Miré a Simón. El refulgir del sol en sus espesos lentes me recordó muchos años de encuentros, de discusiones, de ilusiones, de tejer y destejer la trama de los días y de los sueños. Un segundo, como una eternidad, me ensimismé en esa memoria. Luego contesté a su pregunta.

Sí,  aquella  noche  de  junio  de 1959 había  vuelto  a  dormir  a  Concepción Bahamonde. Le expliqué por qué había vuelto. Simón me miraba, movía la cabeza. «Supuse que harías eso», me dijo. «Esperé que volverías a tu casa», me dijo. «Me daba fuerzas pensar que estabas en tu casa», me dijo.

Hubo un silencio.

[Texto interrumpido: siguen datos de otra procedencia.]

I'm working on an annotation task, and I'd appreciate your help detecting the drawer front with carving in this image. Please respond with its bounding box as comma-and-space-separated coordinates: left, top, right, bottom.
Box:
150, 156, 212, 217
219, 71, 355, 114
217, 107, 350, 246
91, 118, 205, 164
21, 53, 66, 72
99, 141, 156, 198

El sol ya no refulgía en sus lentes, sino en el agua color azul de cromo de la piscina.

—A la mañana siguiente —le dije a Simón— salí a la calle muy temprano. ¡La Huelga Nacional Pacífica era un fracaso rotundo! (...)

En los años siguientes volví a ver a Simón Sánchez Montero, de tarde en tarde. La última vez surgió de nuevo entre nosotros el fantasma de la huelga mitológica, de la Hache Ene Pe, bajo las especies entonces de la Acción Democrática Nacional. Simón parecía convencido de su posibilidad concreta en las semanas venideras, e intentó infructuosamente convencerme a mí. Fue durante un almuerzo en el hotel Suecia, en Madrid. Era en noviembre de 1975, durante la interminable agonía de Francisco Franco, pocos días antes de que la policía política volviera, por enésima vez, a detener a Simón. Madrid se estaba quieto, como si retuviera su respiración. Madrid, pasivamente, con un suave terror interiorizado —extrañamente gozoso, masoquista— vivía de esa agonía. Estaba claro ya, menos para los dirigentes del PCE  que seguían con su obsesión de acción apocalíptica, que nadie movería un dedo, como si la parálisis de la muerte de Franco se extendiera progresivamente por toda la ciudad, como si se cumpliese, al fin, la antigua afirmación poética de Dámaso Alonso: Madrid era aquellas semanas, en efecto, una ciudad de no sé cuántos millones de cadáveres".